Une personne jalouse finit par imaginer 1001 idées à propos de la façon dont son partenaire pourrait la trahir. Sa richesse imaginative est telle que, pour justifier son accès de jalousie, elle se raconte des histoires parfois complètement rocambolesques.
Les reproches qu’elle peut faire à l’encontre de son partenaire sont souvent très riches et largement fantasmés. Parmi ceux-ci, on peut, par exemple, aisément entendre les propos suivants :
- “Tu es en retard parce que tu as dû rester debout à bavarder avec ton client..?”
- “Depuis quand es-tu si intéressé par le voisin ?”
- “Que faisais-tu fait si tard au travail ?”
Les amants préservent parfois le couple
Il faut préciser que la troisième personne de cette triade ne provoque pas toujours la destruction du couple. Parfois même, elle l’entretient. Face à l’instabilité du couple, l’amant peut parfois détendre la relation et faire oublier momentanément la crise.
Cependant, ce n’est pas une solution. Un “amant” n’est pas non plus toujours un être de chair et de sang. L’amant peut en effet être le travail, les fêtes de soirée, le sport, la télévision, les matchs de football, les réunions entre amis, les hobbies, les études, etc.

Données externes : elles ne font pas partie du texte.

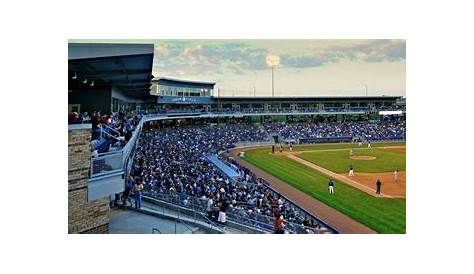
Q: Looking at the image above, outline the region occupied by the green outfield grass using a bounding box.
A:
[298,148,406,173]
[244,143,406,233]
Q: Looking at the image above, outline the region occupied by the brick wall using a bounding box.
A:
[68,124,110,233]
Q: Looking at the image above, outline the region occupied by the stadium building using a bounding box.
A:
[68,43,405,233]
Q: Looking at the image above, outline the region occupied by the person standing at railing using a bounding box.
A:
[275,215,285,234]
[122,176,133,206]
[133,179,143,208]
[217,198,229,225]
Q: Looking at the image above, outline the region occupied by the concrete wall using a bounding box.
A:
[68,124,110,233]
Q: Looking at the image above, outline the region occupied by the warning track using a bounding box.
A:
[230,147,377,234]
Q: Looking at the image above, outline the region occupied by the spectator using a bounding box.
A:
[133,181,143,208]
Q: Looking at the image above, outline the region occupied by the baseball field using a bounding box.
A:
[243,142,406,233]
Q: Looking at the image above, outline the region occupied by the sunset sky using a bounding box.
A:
[69,40,406,96]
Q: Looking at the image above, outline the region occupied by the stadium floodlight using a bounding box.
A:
[362,83,369,96]
[267,54,280,66]
[267,54,280,97]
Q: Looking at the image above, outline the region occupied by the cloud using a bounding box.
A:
[154,40,406,77]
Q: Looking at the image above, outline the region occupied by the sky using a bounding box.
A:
[69,39,406,96]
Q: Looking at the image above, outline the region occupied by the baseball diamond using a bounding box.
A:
[68,40,406,234]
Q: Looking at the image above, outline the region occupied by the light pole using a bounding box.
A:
[362,83,369,97]
[267,54,280,97]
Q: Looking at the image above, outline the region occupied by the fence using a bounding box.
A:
[144,189,332,234]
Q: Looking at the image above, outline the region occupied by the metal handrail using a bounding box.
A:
[103,125,121,136]
[100,128,120,142]
[144,192,324,234]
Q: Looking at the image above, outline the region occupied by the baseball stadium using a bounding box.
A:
[68,42,406,234]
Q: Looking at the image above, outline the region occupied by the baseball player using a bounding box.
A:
[375,178,382,195]
[349,164,354,177]
[328,179,334,194]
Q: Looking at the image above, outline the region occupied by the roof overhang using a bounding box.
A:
[68,43,154,99]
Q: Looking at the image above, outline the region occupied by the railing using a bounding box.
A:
[91,152,123,177]
[144,191,332,234]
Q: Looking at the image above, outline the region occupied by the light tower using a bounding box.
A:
[267,54,280,97]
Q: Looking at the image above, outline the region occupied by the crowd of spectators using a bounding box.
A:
[264,120,406,141]
[130,124,328,233]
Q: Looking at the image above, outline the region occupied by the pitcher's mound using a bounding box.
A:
[351,156,377,161]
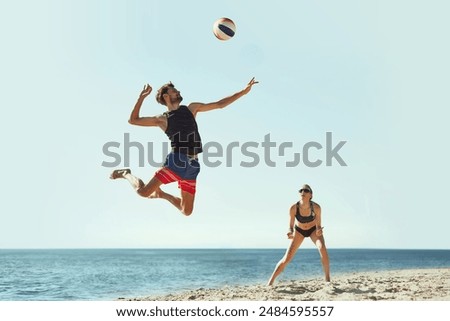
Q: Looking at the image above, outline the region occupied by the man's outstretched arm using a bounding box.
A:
[189,77,258,115]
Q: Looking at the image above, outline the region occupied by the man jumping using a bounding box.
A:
[110,78,258,216]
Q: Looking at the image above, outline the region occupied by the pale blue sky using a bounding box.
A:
[0,0,450,248]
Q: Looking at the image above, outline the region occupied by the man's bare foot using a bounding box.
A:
[109,168,131,179]
[148,187,163,198]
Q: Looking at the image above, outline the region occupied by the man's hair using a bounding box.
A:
[156,81,175,106]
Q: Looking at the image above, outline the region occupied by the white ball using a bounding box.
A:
[213,18,236,40]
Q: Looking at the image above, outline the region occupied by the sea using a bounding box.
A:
[0,249,450,301]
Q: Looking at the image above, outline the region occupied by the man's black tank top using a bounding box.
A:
[164,105,203,155]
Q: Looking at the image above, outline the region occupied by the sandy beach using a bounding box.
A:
[119,268,450,301]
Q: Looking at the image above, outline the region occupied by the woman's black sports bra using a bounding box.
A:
[295,202,316,223]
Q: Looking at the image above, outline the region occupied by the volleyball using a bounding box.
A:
[213,18,236,40]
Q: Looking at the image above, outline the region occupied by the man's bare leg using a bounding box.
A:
[149,187,195,216]
[110,169,195,216]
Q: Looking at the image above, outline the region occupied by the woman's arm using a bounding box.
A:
[314,203,323,236]
[287,205,295,239]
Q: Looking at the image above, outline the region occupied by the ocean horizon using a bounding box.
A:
[0,248,450,301]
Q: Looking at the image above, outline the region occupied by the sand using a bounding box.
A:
[119,268,450,301]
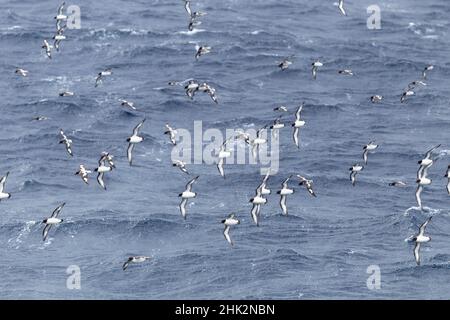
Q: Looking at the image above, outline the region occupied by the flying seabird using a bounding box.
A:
[178,176,199,220]
[172,160,189,174]
[422,65,434,80]
[184,0,206,19]
[297,175,317,197]
[292,103,306,148]
[75,164,92,184]
[15,68,28,77]
[184,0,192,17]
[101,151,116,169]
[59,91,75,97]
[52,29,66,51]
[119,99,137,111]
[338,0,347,16]
[269,116,284,137]
[31,116,48,121]
[55,2,67,22]
[222,213,241,246]
[416,176,432,210]
[164,123,177,145]
[197,82,219,104]
[405,80,427,91]
[311,60,323,80]
[217,137,234,178]
[417,144,441,170]
[188,17,202,31]
[411,217,432,266]
[444,165,450,195]
[338,69,353,76]
[122,256,150,271]
[59,129,73,157]
[127,119,145,166]
[184,79,200,100]
[258,168,271,196]
[363,141,378,164]
[349,163,364,186]
[389,181,406,187]
[250,125,267,161]
[195,45,211,60]
[42,40,53,59]
[250,182,267,227]
[42,203,66,241]
[94,154,113,190]
[234,130,251,145]
[95,68,112,88]
[273,106,288,112]
[277,175,294,215]
[278,56,292,71]
[0,172,11,201]
[370,94,383,103]
[400,90,415,103]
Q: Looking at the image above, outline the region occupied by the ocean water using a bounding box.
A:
[0,0,450,299]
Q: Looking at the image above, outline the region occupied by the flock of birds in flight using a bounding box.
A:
[0,0,450,270]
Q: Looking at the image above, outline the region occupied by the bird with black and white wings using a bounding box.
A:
[277,175,294,215]
[172,160,189,174]
[222,213,240,246]
[164,123,177,145]
[42,203,66,241]
[412,217,432,265]
[127,119,145,166]
[59,129,73,157]
[178,176,199,219]
[292,103,306,148]
[217,137,234,178]
[297,174,317,197]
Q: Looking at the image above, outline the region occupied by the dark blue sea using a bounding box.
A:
[0,0,450,299]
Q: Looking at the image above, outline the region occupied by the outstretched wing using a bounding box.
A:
[42,224,52,241]
[186,176,199,191]
[223,226,233,245]
[295,103,304,121]
[363,149,369,164]
[251,204,259,226]
[51,202,66,218]
[0,172,9,193]
[97,172,106,190]
[280,195,287,215]
[293,128,300,148]
[419,216,432,236]
[217,158,225,178]
[180,198,187,219]
[184,0,192,17]
[414,242,420,266]
[416,185,423,208]
[133,119,145,136]
[127,143,134,166]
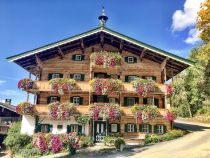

On pourrait compiler un recueil d’histoires de jalousie, mais le mécanisme de la triade implique essentiellement qu’un conjoint soit l’objet de défiance de la part de son partenaire en raison de l’existence d’une troisième personne pouvant être un véritable amant du premier.
Le premier, par cette alliance, se transforme en centre de désir et de valeur du second. Le second est celui qui se dévalorise. S’il y a des valorisés (le premier et le troisième), ils existent tant qu’il y a un dévalorisé (le deuxième). Ce dernier est submergé par divers sentiments, de la toute-puissance à l’impuissance, en passant par le rejet, le dénigrement, l’agression.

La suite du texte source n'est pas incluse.